NHK連続テレビ小説「あんぱん」出演中の北村匠海(27)がこのほど取材に応じ、作品の見どころなどを語った。
「アンパンマン」作者の漫画家やなせたかしさんと小松暢さん夫妻の半生をモデルとした物語で、これまでは主人公らの幼少期が描かれており、放送開始3週目に突入する14日から北村も本格的に登場する。
演じるのは、やなせたかしさんモデルの柳井嵩。今田美桜演じるヒロインで、やなせさんの妻にあたる朝田のぶのパートナーという重要な役どころだ。生前のやなせさんのインタビュー動画などを研究したといい「その思想や哲学、戦争への思い、アンパンマンの話などを食い入るように見て聞いていました」。
作中では絵を描く場面や戦争のシーンにも取り組んだ。北村自身も小学生のころは絵画教室に通うなど描くことは好きだったといい「美大に行きたかった時期もあったんですよね。僕はよく抽象的な絵を描いていました。学生の頃は、机いっぱいに絵を描いて先生に怒られていたくらいで。病んでる?って言われるくらいずっと描いていたんですよ。そうしたところはやなせさんにそこは通じるところもあるかもしれないですね。
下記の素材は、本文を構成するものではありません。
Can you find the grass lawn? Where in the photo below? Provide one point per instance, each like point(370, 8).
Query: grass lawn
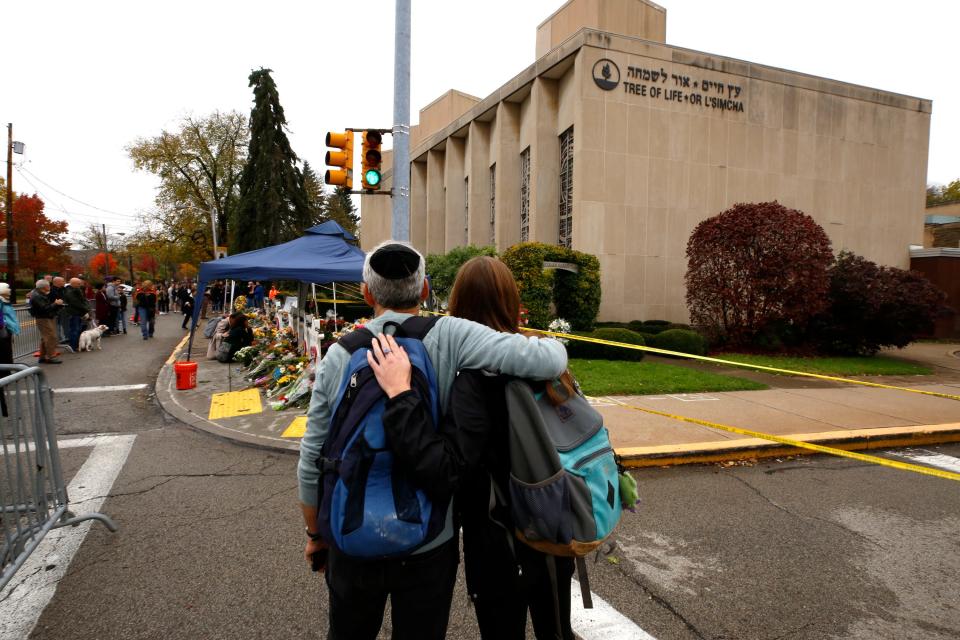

ある意味、運命的な役との出会いかなと思います」。
今作は戦前、戦中、戦後の時代を生き“逆転しない正義”を体現した「アンパンマン」が生まれるまでの愛と勇気の物語だ。戦争シーンの撮影では「つらさが演じている全員に漂っていて。心技体全てがしんどいですね」と振り返る。「自衛隊の方だったり、日本のために働いている方をすごく尊敬しています。撮影では箇条書きで書かれたようなことが毎日進んでいくので大変でしたけど、この時代だからこそしっかり描かなければと。身を粉にしてやっています」と力を込めた。
意外にも朝ドラ出演は初めてだ。「やっぱり役者人生の指標になるものだなと考えていた時にオファーをいただきました。『あなたしかいない』というお声がけをいただいて、それくらい信頼を置いていただけるというところに心を打たれました」と語った。